The measure proposed by Arkansans for Compassionate Care has already garnered more than 70,000 valid signatures, surpassing the 67,887 required to get the proposal on the ballot.

Another proposal headed by Little Rock lawyer David Couch seeks to add a constitutional amendment that legalizes medical cannabis. An amendment proposal requires 84,859 valid signatures; Couch says his proposal has more than 40,000 so far. The deadline to submit petitions is July 8.

“It will be enough to split the vote and both will fail,” Melissa Fults, campaign director for Arkansans for Compassionate Care said.

A third proposal, by Summit resident Mary Berry, would legalize recreational marijuana in the state. Broader legalization efforts were defeated by Arkansas voters in 2012 thanks in part to a campaign by prohibitionist group The Family Council. Another group, The Coalition for Safer Arkansas, has also formed to block cannabis reform efforts in the state.
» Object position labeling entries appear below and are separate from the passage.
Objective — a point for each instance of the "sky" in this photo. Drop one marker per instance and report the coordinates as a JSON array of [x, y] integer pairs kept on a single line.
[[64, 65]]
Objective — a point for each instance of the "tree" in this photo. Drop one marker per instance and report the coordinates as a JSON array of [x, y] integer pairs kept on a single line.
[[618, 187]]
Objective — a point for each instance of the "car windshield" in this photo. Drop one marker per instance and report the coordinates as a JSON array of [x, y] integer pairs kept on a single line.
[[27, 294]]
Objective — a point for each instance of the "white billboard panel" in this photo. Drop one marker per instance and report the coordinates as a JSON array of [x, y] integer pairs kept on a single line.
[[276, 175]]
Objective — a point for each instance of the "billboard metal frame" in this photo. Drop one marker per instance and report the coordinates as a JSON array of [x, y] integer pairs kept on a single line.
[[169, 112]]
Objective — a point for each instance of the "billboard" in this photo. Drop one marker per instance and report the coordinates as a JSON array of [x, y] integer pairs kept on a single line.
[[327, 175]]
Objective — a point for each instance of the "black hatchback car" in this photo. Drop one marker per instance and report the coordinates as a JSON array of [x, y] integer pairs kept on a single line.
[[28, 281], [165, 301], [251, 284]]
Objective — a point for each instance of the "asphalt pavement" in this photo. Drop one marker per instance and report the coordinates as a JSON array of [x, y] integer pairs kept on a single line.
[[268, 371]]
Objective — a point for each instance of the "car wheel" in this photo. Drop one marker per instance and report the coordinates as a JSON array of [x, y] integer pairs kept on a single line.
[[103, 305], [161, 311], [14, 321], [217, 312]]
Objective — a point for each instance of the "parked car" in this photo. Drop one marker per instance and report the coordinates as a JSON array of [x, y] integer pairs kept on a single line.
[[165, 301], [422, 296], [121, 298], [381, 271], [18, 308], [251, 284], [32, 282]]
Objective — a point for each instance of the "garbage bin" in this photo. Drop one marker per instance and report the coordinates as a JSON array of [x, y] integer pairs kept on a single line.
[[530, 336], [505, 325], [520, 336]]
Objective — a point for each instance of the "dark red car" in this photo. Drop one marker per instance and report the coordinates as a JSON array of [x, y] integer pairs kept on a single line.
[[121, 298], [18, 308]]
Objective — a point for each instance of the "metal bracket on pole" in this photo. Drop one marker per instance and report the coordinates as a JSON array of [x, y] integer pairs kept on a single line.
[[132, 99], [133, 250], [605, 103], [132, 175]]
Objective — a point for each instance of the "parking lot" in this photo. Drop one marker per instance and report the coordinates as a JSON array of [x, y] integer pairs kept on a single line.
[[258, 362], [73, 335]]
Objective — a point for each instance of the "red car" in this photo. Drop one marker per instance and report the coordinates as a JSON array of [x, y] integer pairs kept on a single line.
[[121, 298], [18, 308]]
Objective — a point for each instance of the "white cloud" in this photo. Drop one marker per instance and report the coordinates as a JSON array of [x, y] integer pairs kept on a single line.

Couch believes conservative groups are less likely to campaign against proposals that are strictly for medicinal purposes.

“I think that if the debate is about whether or not someone is sick and dying or has some sort of illness that marijuana can actually help with that and the doctor prescribes it, nobody has a problem with it,” he said in the report.

The marijuana initiatives are three of just six proposals vying for consideration by voters in November.